Farm Like a Factory, Eat Like a Pig
The industrial revolution and information age have not only transformed US society, including our food system, but have also fundamentally altered our understanding of ourselves and the natural systems that sustain us.
You can see it in the way we talk. Metaphors of machines, especially vehicles, and computers have come to dominate the way we refer to ourselves. We seem to be always "gearing up," "shifting gears," "firing on all cylinders," pausing for a "pit stop" or "running on empty." Our brains are "hard-wired" for certain things, our thoughts running on "circuitry" and taking up "bandwidth." When we don't understanding something, it just doesn't "compute."
Likewise, we talk about our food systems as mechanical "operations" that run on "inputs" to create "outputs." We no longer "steward" or "husband" the land but "engineer" it and its processes. Farming isn't even "farming" anymore, but "agribusiness" and many of our farms are in fact "factory farms."

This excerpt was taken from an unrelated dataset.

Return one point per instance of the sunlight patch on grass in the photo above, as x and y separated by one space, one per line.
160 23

Our embrace of mechanization and technology has been so complete as to render us unwilling — or perhaps unable — to conceive of the dictates of an organic reality, a perspective that is costing us not only the health of our environment but the sustainability of our agricultural system.
"By means of the machine metaphor we have eliminated any fear or awe or reverence or humility or delight or joy that might have restrained us in our use of the world,” wrote Wendell Berry in his 1978 book The Unsettling of America: Culture and Agriculture.
Due to this lack of reverence, he points out in his essay "Agricultural Solutions to Agricultural Problems," "we have neglected the truth that a good farmer is a craftsman of the highest order, a kind of artist. It is the good work of good farmers — nothing else — that ensures a sufficiency of food over the long term."
One of the few places we are still allowed to be organic beings is at the table, where we consume the outputs of the agribusiness with a gusto that harkens back to a messy agricultural truth. At the same time as we speak of growing food in terms of mechanization, we refer to eating via animal references — we are "hungry as a horse," we "pig out," we "strap on the feed bag."
Rarely in this country do we "eat like a bird." I guess if we are to keep up with the efficient machine our food system has become, we must gobble our slop with the abandon of animals. Otherwise we will be buried under a mountain of cheap corn, or excuse me, under an efficient output of commodity unit production.